King makes his agenda clear in the introductory paragraph: “If there is violence in word or deed it must not be our people who commit it.” Some of these directives encourage great passivity in the face of often extreme hostility. It is very difficult for me to imagine responding in such ways to insults or physical attacks. And yet, the boycotters had already daily, and calmly, faced death and severe injury. As white Lutheran minister Robert Graetz—whose home was also bombed—remembered later, “Dr. King used to talk about the reality that some of us were going to die and that if any of us were afraid to die we really shouldn’t be there.”
INTEGRATED BUS SUGGESTIONS
This is a historic week because segregation on buses has now been declared unconstitutional. Within a few days the Supreme Court Mandate will reach Montgomery and you will be re-boarding integrated buses. This places upon us all a tremendous responsibility of maintaining, in face of what could be some unpleasantness, a calm and loving dignity befitting good citizens and members of our Race. If there is violence in word or deed it must not be our people who commit it.
For your help and convenience the following suggestions are made. Will you read, study and memorize them so that our non-violent determination may not be endangered. First, some general suggestions:
1 Not all white people are opposed to integrated buses. Accept goodwill on the part of many.
2 The whole bus is now for the use of all Take a vacant seat.

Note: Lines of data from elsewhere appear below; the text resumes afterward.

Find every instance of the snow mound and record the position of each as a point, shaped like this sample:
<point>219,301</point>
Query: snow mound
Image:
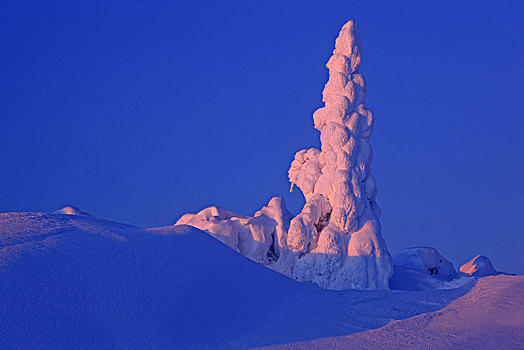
<point>77,282</point>
<point>422,268</point>
<point>71,211</point>
<point>260,237</point>
<point>479,266</point>
<point>336,240</point>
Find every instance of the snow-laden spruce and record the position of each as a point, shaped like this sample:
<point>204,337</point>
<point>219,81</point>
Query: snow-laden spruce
<point>335,241</point>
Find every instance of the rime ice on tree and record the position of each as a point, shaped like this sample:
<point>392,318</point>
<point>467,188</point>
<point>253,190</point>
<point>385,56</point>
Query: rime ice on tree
<point>336,241</point>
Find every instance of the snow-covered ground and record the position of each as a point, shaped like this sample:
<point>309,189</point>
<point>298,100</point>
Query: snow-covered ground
<point>69,281</point>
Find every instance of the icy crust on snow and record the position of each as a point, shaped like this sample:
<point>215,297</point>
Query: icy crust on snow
<point>336,240</point>
<point>479,266</point>
<point>260,237</point>
<point>423,268</point>
<point>71,211</point>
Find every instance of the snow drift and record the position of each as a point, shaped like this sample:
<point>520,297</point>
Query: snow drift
<point>78,282</point>
<point>71,211</point>
<point>422,268</point>
<point>479,266</point>
<point>335,241</point>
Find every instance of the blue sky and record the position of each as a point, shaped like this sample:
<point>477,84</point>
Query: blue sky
<point>142,111</point>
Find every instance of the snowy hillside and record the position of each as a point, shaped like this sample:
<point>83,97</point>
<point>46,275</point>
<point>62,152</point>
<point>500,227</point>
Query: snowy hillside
<point>70,281</point>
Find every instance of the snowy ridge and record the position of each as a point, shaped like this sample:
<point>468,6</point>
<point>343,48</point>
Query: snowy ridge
<point>80,282</point>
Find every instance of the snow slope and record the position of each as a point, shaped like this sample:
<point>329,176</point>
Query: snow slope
<point>490,316</point>
<point>70,281</point>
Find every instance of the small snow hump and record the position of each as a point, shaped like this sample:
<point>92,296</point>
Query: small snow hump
<point>479,266</point>
<point>71,211</point>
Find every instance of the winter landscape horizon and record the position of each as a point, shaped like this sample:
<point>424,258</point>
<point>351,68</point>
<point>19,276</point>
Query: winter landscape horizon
<point>169,147</point>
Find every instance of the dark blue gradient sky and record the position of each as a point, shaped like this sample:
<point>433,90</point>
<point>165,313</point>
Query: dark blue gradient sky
<point>139,112</point>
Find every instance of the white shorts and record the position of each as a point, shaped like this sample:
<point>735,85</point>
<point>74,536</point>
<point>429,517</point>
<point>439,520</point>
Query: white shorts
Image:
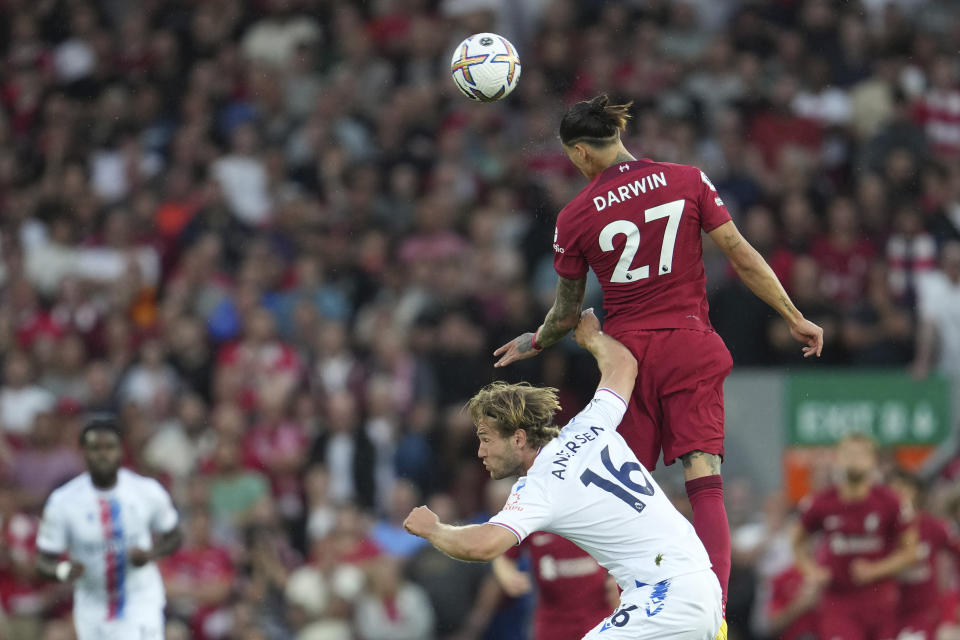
<point>134,628</point>
<point>685,607</point>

3 Pray for guidance and commit yourself to complete non-violence in word and action as you enter the bus.
4 Demonstrate the calm dignity of our Montgomery people in your actions.
5 In all things observe ordinary rules of courtesy and good behavior.
6 Remember that this is not a victory for Negroes alone, but for all Montgomery and the South. Do not boast! Do not brag!
7 Be quiet but friendly; proud, but not arrogant; joyous, but not boisterous.
8 Be loving enough to absorb evil and understanding enough to turn an enemy into a friend.
Now for some specific suggestions:
1 The bus driver is in charge of the bus and has been instructed to obey the law. Assume that he will cooperate in helping you occupy any vacant seat.
2 Do not deliberately sit by a white person, unless there is no other seat.
3 In sitting down by a person, white or colored, say “May I” or “Pardon me” as you sit. This is a common courtesy.
4 If cursed, do not curse back. If pushed, do not push back. If struck, do not strike back, but evidence love and goodwill at all times.
5 In case of an incident, talk as little as possible, and always in a quiet tone. Do not get up from your seat! Report all serious incidents to the bus driver.
6 For the first few days try to get on the bus with a friend in whose non-violence you have confidence. You can uphold one another by a glance or a prayer.
7 If another person is being molested, do not arise to go to his defense, but pray for the oppressor and use moral and spiritual force to carry on the struggle for justice.
8 According to your own ability and personality, do not be afraid to experiment with new and creative techniques for achieving reconciliation and social change.
If you feel you cannot take it, walk for another week or two. We have confidence in our people. GOD BLESS YOU ALL.